Lo cierto es que tal señalamiento muestra la ya legendaria debilidad
de nuestros gobiernos y la impunidad que reina en el Estado salvadoreño,
el cual busca --cada vez con menos éxito-- convertirse en un Estado
de Derecho.
Muchos buseros y microbuseros hacen lo que les da la gana en las calles
y violan cualquier cantidad de leyes que existen para regular a ese sector.
Diariamente, los buses y microbuses alteran el orden público, atropellan
y matan a personas, contaminan el ambiente e incumplen impunemente sus
deberes con los pasajeros, entre otras cosas; pero el Gobierno ha sido
reiteradamente incapaz de controlar el desorden en ese sector.
El continuo relevo de funcionarios en el Viceministerio de Transporte
es el mejor ejemplo de esa incapacidad. Una nota de este periódico,
publicada a mediados del año pasado, daba cuenta de que aunque
el transporte público significa sólo el 2.5% del parque
vehicular del país, las multas a este sector representaban más
del 20% de todas las impuestas en los últimos años.
Sin embargo, al final de cuentas, los empresarios de buses y de microbuses
se salen con las suyas, desafían abiertamente a las autoridades
y, peor aún, no pagan las multas, contribuyendo a mantener el caos
en las calles. A mediados del año pasado, en un solo día
la PNC impuso más de 500 multas a unidades del transporte colectivo
por aumento ilegal del pasaje, sólo para que semanas después
apareciera el Presidente Saca autorizando el aumento de las tarifas.

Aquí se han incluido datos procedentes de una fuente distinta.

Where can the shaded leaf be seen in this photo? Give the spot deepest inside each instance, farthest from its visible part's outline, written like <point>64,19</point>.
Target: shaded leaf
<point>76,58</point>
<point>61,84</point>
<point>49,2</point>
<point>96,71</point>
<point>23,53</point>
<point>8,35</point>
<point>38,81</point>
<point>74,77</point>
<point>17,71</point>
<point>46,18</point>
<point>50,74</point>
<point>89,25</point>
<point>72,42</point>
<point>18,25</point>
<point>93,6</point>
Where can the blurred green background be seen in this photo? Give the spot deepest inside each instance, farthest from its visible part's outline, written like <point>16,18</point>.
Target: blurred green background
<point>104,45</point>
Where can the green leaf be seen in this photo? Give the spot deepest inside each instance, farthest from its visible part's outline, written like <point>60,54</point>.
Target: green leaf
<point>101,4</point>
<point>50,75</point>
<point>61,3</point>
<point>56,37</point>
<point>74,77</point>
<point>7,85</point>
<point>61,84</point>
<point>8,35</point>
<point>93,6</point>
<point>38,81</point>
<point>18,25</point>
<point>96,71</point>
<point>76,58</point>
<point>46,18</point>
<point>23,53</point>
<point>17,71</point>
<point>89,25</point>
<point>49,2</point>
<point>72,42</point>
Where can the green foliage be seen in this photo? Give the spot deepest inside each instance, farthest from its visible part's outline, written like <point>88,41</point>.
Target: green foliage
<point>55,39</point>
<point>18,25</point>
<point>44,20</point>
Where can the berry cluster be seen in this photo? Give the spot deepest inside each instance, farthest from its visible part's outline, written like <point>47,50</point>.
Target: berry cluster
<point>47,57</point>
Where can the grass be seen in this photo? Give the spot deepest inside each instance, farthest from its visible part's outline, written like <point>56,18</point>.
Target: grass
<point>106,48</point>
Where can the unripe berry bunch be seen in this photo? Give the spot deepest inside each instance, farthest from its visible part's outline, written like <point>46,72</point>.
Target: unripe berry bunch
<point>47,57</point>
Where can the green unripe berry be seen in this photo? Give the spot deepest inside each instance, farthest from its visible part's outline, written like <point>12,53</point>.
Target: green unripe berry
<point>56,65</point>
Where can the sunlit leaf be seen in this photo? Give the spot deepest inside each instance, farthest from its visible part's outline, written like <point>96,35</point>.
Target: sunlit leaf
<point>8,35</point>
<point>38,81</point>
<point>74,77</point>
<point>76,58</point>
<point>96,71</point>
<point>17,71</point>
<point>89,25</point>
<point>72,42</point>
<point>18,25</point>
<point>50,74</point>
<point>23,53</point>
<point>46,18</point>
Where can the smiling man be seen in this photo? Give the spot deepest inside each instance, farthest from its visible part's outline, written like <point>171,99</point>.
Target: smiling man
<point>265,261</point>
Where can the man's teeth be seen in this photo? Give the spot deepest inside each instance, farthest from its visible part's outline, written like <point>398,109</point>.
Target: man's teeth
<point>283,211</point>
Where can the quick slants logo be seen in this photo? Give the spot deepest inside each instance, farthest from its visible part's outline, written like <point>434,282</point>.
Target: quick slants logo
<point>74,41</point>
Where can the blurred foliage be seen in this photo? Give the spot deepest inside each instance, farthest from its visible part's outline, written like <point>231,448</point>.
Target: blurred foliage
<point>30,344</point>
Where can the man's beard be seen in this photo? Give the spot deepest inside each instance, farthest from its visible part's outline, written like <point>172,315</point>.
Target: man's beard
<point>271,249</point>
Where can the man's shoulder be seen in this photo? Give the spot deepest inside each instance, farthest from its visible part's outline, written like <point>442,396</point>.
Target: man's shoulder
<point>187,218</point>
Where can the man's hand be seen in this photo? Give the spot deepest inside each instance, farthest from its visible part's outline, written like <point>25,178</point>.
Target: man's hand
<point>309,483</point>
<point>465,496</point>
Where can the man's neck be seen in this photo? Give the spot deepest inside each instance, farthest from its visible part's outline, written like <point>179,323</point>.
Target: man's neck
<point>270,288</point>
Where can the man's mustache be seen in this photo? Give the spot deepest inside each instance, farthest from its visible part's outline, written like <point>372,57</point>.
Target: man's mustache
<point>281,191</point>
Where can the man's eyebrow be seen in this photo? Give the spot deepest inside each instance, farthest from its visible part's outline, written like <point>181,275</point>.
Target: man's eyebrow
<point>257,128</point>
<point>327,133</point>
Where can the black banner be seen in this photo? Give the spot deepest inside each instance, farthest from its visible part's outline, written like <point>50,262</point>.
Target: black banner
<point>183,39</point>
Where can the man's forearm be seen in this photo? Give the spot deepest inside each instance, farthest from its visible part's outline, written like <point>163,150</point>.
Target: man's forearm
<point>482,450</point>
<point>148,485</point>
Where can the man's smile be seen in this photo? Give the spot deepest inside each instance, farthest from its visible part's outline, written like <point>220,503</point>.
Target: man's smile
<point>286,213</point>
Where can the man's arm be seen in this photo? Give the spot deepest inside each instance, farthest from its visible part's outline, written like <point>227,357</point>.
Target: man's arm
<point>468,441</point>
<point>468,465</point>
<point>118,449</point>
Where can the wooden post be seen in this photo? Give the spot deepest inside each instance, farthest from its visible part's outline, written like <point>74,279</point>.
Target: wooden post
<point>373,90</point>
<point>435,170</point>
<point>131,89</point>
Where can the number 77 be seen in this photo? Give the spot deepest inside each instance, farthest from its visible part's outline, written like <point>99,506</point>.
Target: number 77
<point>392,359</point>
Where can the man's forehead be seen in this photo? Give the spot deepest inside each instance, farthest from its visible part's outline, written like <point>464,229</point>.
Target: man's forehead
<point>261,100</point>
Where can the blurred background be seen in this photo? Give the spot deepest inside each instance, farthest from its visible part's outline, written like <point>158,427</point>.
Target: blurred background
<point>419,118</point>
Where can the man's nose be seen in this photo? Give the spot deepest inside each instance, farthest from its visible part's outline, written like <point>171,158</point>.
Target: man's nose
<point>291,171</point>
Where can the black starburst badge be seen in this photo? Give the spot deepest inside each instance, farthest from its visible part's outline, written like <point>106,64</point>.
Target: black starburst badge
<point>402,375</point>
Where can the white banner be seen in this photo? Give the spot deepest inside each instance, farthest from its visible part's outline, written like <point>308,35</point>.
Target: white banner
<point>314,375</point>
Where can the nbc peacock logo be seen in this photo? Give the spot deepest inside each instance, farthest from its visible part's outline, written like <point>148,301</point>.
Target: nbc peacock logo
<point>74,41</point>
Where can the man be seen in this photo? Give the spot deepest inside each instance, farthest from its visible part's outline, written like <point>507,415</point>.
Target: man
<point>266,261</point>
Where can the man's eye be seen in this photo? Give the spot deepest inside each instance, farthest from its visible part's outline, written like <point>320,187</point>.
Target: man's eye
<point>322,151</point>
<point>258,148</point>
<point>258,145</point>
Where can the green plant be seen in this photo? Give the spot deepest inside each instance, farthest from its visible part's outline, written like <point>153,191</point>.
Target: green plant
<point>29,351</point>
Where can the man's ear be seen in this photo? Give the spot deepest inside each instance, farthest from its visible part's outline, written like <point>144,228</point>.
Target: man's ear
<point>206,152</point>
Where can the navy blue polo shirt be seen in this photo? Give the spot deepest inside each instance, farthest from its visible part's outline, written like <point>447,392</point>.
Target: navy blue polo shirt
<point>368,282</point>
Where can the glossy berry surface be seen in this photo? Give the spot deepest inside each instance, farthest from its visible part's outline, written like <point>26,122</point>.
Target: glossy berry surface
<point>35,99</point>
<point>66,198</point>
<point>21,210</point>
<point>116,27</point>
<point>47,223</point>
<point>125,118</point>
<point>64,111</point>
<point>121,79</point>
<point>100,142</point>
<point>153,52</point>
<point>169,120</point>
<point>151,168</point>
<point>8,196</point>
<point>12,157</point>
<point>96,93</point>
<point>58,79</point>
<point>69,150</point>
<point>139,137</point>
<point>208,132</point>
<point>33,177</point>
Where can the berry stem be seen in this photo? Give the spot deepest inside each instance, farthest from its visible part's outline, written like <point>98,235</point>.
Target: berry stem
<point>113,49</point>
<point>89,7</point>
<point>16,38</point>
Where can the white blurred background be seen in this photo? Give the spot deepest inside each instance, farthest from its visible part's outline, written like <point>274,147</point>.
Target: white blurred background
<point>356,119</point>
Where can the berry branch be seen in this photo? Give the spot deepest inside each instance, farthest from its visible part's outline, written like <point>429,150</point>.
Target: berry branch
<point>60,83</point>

Frente a esa incapacidad del Estado para controlar a los buseros y microbuseros,
resulta chocante que quienes sí logran pasarle factura de forma
efectiva sean los grupos que viven abiertamente en la ilegalidad, estos
son, las maras. De manera informal, ilícita y brutal, las pandillas
han desarrollado redes de extorsión, que obligan a diversas rutas
a pagar una especie de impuesto de circulación por transitar en
las calles y barrios que las mismas pandillas controlan. Las recientes
protestas de una ruta de microbuseros son el mejor ejemplo de los niveles
que ha alcanzado esta práctica criminal.
Lo triste de esto es caer en la cuenta de que las autoridades también
han sido incapaces de impedir estas prácticas, de desmantelar esas
redes de extorsión, de controlar a las pandillas y de proteger
la vida de los buseros, microbuseros, conductores, cobradores y ciudadanos
que utilizan el transporte público.
Este es, lamentablemente, el escenario de un Estado débil, en el
que reina la impunidad a favor del más poderoso. Los transportistas
hacen lo que quieren sin que el Gobierno pueda controlarlo porque sus
instituciones no son capaces de aplicar la ley, y porque cuando lo hacen
aparece un grupo de buseros --que además son diputados-- de diverso
signo político, defendiendo los intereses de unos pocos en detrimento
de la mayoría.
Las maras hacen lo que quieren con los transportistas y con los ciudadanos,
porque las instituciones no han sido competentes para formular políticas
efectivas de combate del delito, y porque cuando alguna institución
logra funcionar medianamente bien, hay otras dentro del sistema de seguridad
y justicia, que funcionan flagrantemente mal.
Para construir un Estado de Derecho, opuesto al Estado de impunidad que
parece reinar sin tregua, no necesitamos más leyes o reformas,
necesitamos instituciones que funcionen y liderazgos comprometidos con
ese funcionamiento.
*Director del IUDOP de la UCA y columnista de El Diario de Hoy.